The Healx partnership is one of the most exciting things we are involved with, but our part in calling on the government to match-fund research is perhaps the most important at the moment. The Coronavirus pandemic means that we will lose £2.8m of income this year – that’s about half the money we had hoped to spend on charitable activity. Because of this, we are having to make changes to focus on our core objectives: supporting research, access to healthcare and treatment, and providing direct support to people living with muscle-wasting conditions and their families. We are a member of the Association of Medical Research Charities (AMRC) which is working to lessen the impact of the reduction in research, as budgets reflect the catastrophic effect the pandemic is having on charities like us.

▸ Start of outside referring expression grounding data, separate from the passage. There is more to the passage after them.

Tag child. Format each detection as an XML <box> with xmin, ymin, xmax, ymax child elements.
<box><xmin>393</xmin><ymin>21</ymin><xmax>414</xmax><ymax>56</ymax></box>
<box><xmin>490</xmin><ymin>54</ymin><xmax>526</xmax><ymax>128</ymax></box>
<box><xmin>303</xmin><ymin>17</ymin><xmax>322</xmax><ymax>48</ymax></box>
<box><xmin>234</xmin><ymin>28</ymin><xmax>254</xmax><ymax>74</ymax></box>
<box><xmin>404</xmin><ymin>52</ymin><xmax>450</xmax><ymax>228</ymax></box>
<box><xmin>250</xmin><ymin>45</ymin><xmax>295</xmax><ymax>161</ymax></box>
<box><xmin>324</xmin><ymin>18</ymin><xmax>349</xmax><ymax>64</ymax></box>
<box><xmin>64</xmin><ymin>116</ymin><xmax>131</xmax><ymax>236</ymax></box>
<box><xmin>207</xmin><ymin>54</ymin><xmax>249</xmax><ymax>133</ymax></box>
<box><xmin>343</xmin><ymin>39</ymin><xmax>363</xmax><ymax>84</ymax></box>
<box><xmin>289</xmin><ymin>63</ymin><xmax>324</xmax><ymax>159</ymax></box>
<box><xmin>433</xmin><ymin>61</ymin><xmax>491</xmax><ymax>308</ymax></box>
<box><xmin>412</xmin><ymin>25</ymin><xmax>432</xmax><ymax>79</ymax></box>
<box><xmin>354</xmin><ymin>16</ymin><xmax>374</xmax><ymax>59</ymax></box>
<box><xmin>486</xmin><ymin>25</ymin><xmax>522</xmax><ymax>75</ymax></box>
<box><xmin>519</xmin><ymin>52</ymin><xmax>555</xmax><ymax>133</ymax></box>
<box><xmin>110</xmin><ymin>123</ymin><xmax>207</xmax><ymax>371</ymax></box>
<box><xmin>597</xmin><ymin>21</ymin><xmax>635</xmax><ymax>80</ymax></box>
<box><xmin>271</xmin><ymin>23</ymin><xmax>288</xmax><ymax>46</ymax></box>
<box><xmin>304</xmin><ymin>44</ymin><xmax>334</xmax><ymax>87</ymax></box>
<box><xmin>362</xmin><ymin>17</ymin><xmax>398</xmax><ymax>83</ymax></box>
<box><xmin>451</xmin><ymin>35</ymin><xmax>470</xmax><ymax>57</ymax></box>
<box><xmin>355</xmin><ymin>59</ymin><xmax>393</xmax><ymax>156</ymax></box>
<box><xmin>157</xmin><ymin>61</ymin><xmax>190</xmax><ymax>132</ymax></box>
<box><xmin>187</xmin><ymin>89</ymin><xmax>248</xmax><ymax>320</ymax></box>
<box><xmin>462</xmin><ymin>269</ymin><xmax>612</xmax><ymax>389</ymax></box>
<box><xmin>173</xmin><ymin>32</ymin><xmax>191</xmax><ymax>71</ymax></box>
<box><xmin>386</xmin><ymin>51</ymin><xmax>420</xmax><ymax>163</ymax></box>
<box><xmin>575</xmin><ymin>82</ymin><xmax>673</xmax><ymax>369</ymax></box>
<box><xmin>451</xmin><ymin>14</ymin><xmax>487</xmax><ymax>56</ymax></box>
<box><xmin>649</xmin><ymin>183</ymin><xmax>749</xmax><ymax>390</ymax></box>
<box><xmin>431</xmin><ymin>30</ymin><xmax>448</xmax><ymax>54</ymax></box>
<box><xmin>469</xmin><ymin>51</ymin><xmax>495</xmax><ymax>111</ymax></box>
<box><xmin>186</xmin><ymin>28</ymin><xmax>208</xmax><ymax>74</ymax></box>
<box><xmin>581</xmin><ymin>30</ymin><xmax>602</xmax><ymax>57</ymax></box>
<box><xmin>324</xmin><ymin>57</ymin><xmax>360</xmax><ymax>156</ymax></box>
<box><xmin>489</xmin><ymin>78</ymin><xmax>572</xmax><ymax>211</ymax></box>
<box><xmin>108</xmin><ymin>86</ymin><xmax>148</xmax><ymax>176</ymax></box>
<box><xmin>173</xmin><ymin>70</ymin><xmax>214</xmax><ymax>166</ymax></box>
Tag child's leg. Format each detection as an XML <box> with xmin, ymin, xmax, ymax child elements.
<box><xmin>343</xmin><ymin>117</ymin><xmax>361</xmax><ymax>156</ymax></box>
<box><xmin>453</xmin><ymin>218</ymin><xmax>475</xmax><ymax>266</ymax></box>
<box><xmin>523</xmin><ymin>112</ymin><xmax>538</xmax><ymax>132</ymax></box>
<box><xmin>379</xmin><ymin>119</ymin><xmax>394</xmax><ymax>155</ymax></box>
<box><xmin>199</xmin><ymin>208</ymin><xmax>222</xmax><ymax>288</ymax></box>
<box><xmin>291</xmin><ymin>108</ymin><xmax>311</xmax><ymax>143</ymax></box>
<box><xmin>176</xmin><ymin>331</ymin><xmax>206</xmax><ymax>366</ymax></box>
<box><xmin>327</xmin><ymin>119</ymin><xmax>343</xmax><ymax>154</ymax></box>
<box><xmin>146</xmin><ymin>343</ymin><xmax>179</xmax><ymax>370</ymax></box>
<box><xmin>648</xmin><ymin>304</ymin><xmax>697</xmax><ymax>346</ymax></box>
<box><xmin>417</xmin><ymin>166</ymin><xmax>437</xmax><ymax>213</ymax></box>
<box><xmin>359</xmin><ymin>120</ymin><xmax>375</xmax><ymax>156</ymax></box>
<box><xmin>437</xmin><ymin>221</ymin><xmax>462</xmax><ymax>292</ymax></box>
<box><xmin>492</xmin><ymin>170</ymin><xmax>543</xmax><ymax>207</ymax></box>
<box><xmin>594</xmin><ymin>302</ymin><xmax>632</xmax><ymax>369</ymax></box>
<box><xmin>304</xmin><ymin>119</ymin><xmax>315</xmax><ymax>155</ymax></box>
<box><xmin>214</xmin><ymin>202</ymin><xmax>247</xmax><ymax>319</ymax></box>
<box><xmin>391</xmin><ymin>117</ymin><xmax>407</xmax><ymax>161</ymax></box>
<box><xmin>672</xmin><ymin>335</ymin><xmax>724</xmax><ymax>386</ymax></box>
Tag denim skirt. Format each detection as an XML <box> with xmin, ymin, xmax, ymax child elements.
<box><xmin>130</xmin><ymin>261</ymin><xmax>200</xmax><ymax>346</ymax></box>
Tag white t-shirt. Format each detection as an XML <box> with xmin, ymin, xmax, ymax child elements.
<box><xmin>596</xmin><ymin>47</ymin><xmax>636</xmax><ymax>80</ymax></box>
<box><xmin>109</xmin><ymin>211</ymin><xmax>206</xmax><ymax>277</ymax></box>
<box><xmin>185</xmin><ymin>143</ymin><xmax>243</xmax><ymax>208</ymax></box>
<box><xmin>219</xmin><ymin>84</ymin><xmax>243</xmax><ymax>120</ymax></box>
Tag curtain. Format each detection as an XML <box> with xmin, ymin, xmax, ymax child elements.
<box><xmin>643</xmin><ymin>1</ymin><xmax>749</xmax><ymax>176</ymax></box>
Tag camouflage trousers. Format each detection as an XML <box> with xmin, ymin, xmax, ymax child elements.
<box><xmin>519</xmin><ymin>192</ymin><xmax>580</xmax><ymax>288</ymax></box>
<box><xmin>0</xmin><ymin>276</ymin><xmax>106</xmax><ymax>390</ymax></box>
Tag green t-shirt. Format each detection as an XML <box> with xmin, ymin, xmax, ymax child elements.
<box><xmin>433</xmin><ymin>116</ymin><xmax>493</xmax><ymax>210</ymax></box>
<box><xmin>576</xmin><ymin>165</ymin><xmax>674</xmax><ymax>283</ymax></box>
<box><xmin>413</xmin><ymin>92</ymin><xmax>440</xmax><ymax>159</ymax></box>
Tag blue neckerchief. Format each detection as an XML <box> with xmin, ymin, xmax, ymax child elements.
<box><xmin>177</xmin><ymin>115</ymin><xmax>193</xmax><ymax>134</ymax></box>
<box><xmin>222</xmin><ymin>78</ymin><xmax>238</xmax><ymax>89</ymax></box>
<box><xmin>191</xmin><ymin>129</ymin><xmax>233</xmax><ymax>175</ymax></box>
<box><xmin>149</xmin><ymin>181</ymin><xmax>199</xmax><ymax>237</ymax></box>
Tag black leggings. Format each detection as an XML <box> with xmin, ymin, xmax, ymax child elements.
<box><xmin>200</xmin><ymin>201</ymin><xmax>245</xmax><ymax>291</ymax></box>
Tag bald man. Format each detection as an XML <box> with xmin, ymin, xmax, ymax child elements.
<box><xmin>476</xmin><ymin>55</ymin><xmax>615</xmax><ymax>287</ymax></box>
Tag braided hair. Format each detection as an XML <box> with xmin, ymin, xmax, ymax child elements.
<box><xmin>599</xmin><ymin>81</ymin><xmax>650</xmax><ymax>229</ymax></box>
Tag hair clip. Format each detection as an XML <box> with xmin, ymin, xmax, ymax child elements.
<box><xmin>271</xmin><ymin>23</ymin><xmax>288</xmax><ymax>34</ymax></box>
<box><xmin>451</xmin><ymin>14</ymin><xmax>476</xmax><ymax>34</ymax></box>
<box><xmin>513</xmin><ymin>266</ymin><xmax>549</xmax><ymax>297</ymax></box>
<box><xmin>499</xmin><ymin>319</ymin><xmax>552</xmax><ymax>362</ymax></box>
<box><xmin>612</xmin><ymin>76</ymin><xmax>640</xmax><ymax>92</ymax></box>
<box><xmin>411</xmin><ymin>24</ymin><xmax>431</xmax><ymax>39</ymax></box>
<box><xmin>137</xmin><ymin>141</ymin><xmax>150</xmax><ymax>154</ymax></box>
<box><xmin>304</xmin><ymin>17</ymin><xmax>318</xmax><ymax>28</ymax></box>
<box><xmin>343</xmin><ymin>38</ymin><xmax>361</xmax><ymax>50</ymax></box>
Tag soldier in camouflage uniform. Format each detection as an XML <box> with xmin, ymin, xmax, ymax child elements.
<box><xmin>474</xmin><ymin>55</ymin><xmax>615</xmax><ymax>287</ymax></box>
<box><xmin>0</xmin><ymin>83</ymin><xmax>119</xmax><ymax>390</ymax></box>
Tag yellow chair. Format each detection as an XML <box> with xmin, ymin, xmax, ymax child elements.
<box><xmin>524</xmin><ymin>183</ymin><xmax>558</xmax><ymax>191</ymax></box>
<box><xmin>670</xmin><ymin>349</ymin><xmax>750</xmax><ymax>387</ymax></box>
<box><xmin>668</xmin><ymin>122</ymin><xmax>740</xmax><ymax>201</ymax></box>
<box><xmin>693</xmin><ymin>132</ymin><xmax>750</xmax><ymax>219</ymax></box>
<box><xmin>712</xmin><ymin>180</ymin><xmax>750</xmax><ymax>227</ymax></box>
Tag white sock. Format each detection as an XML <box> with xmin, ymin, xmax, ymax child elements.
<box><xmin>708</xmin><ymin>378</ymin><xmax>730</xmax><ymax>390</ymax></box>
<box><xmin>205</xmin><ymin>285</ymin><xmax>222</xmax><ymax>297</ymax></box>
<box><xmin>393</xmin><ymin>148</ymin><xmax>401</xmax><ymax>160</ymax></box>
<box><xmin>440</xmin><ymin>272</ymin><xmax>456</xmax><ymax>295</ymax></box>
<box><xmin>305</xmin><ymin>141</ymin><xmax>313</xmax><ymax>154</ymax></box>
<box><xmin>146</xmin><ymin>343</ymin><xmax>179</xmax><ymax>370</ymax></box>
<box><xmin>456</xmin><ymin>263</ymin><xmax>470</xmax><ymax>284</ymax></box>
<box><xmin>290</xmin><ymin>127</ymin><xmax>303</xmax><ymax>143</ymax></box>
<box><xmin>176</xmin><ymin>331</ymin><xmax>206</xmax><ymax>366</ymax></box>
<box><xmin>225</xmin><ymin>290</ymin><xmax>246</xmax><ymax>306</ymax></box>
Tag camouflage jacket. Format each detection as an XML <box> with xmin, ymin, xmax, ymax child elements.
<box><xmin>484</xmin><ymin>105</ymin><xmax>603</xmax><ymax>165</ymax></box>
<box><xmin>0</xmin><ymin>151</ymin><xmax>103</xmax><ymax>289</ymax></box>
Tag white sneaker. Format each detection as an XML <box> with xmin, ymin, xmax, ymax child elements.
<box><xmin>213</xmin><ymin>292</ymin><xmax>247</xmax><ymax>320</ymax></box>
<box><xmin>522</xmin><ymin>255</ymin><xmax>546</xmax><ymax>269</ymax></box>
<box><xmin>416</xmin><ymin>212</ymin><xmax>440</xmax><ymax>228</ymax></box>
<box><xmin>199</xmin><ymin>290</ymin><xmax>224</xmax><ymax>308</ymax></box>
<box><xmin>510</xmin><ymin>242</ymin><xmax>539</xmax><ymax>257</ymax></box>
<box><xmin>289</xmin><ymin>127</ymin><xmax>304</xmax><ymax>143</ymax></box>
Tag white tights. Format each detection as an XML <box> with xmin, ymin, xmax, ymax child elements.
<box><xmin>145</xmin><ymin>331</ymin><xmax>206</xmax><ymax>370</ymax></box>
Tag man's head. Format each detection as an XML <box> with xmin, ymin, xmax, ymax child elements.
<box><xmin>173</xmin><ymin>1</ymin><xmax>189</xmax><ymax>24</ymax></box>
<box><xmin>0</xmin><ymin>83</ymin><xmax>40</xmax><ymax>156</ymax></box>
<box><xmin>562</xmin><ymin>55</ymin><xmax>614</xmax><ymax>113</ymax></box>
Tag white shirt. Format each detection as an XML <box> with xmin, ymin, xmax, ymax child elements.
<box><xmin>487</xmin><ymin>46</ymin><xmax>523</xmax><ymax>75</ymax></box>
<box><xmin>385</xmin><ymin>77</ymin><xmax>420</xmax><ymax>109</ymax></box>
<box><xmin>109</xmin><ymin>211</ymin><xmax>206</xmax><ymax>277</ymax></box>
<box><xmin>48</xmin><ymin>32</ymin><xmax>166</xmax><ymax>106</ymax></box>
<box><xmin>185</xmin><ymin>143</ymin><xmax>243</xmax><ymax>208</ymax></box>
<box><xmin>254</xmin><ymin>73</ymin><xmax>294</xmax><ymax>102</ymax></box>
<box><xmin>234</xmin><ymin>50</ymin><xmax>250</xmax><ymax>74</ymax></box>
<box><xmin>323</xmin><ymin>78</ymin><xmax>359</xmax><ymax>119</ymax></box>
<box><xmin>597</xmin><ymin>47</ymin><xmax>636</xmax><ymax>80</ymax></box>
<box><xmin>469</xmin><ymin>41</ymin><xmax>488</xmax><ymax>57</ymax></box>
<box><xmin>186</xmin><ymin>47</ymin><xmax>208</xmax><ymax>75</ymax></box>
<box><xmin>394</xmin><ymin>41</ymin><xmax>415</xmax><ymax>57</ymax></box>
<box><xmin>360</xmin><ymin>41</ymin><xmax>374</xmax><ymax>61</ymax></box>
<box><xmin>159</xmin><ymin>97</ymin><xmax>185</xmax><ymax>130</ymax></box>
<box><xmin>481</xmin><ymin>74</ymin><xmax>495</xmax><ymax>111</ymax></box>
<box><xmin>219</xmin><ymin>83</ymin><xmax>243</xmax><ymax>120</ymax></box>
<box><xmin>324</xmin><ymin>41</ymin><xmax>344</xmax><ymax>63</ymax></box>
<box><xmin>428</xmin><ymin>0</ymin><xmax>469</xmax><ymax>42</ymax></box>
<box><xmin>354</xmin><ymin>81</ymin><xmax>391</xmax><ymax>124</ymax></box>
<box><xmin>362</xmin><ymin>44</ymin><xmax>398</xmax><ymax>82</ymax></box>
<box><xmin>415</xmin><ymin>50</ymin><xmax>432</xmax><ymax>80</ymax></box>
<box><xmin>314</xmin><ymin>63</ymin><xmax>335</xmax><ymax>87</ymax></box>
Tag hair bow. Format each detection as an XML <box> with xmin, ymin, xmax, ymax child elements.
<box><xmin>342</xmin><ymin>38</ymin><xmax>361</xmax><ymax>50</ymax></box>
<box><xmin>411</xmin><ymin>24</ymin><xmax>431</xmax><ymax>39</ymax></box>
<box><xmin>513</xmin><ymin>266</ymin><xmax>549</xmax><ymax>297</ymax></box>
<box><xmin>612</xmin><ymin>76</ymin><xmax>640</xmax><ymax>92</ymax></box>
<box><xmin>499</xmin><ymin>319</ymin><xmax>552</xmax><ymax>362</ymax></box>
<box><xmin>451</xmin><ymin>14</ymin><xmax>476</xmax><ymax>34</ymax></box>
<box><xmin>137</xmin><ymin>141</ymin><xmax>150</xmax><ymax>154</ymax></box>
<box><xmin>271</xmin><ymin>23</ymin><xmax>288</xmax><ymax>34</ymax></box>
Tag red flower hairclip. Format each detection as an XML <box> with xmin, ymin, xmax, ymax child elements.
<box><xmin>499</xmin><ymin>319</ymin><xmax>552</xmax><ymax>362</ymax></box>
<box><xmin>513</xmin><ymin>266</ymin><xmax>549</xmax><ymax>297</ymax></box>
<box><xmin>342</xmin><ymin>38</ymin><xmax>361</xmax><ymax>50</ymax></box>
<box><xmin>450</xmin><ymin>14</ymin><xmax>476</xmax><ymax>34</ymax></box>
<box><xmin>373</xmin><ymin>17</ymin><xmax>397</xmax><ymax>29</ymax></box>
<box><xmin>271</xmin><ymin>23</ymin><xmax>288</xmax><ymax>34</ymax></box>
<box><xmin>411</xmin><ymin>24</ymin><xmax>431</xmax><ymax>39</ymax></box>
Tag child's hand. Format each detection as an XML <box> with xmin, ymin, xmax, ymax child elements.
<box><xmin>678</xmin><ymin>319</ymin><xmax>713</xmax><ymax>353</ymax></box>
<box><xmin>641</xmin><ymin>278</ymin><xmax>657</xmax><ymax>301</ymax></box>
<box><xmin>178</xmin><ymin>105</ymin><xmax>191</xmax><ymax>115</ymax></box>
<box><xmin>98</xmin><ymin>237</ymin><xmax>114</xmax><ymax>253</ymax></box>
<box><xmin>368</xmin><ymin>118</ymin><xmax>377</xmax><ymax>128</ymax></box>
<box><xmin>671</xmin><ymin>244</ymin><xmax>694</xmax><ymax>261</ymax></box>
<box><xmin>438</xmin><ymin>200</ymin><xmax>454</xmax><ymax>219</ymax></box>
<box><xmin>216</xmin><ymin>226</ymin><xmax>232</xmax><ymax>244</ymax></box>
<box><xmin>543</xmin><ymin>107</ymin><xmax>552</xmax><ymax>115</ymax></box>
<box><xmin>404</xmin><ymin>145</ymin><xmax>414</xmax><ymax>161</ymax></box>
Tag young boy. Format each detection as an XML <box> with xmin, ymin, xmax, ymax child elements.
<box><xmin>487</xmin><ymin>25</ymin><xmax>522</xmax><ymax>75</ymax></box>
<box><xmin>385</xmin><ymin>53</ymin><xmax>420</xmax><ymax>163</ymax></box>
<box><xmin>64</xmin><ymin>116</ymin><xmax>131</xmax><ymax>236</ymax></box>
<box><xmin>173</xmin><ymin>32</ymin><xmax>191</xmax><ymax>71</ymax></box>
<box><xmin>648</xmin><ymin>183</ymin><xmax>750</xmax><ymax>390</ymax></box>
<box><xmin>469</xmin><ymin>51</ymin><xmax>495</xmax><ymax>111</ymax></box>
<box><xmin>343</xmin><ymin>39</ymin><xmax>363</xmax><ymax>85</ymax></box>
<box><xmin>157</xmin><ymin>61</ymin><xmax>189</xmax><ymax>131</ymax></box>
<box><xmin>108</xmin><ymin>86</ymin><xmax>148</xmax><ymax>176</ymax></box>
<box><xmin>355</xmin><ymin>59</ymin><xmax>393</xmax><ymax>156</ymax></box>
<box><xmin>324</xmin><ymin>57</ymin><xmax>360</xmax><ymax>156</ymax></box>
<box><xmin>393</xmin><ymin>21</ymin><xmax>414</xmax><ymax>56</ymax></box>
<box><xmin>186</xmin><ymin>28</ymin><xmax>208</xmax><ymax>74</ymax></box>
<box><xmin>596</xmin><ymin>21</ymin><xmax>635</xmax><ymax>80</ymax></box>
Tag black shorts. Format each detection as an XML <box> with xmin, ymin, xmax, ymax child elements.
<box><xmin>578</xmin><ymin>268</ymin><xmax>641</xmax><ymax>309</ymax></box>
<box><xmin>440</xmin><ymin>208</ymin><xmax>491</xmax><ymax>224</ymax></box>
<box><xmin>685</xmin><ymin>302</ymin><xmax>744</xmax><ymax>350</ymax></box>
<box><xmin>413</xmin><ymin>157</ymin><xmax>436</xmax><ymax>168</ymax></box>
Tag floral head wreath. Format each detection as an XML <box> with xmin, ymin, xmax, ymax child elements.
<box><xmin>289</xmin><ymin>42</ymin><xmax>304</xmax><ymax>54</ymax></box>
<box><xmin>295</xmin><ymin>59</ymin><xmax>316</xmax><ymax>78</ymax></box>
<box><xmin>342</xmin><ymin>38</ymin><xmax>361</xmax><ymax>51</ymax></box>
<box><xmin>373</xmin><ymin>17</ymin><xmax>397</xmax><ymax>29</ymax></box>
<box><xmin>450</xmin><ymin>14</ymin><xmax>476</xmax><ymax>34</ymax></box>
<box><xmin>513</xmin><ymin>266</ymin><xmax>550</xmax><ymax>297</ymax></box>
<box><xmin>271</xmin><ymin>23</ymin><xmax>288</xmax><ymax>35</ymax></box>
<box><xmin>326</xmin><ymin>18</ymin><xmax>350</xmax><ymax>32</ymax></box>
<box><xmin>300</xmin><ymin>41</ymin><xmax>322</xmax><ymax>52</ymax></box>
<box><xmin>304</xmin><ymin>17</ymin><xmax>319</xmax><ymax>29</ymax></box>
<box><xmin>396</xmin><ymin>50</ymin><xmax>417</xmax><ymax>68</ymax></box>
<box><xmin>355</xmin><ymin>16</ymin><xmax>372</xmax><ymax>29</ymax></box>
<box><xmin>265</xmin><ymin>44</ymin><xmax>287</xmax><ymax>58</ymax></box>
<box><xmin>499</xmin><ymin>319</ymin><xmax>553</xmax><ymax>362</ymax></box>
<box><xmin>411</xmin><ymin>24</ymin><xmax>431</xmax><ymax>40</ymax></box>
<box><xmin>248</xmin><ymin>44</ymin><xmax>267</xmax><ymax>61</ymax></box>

The AMRC is urging the government to create a Life Sciences Charity Partnership Fund. This would be a co-investment scheme between the Government and charities to provide a level of match-funding from government for future charity research over the next three years. The fund would aim to preserve medical research charities’ unique and vital contributions to the UK’s research base and economy.

What are you most excited about regarding the new partnership with Healx?

We are genuinely excited about this new collaboration and look forward to working with Healx to identify potentially promising therapies for FHSD and possibly other muscular dystrophy conditions in the future. Healx’s vision and drug discovery expertise, when combined with our insight, networks and experience, has the potential to drive vital research forward and accelerate access to treatments. Partnership with a world-leading partner like this thoroughly reflects our commitment to making every day count for people with muscle-wasting conditions by supporting vital research.

Now for something a bit lighter, what was the last book you read?

I’m reading Dear NHS: 100 Stories to Say Thank You, Edited by Adam Kay. It’s joyous and heartbreaking in equal measure.

A great choice! What does a typical day look like for you?

Well, my days have changed a lot since mid-March! I live in Tunbridge Wells, so like many of my townsfolk I’d be on a train to London not long after 7am and be home sometime after 7pm. Nowadays I have a bit of a lie in and am at my desk around 8am. I deal with emails and take a look at Twitter. Then for much of the day I will be participating in video calls (I like that I rarely use the phone any more – it’s great to be able to see fellow callers on screen as we talk). I usually log off around 6.30pm and spend some time in my garden, which has never looked as wonderful!

That sounds great! Lastly, what’s the best piece of advice you’ve been given?

Take the opportunities that come and make the most of them (because no one else will do it for you).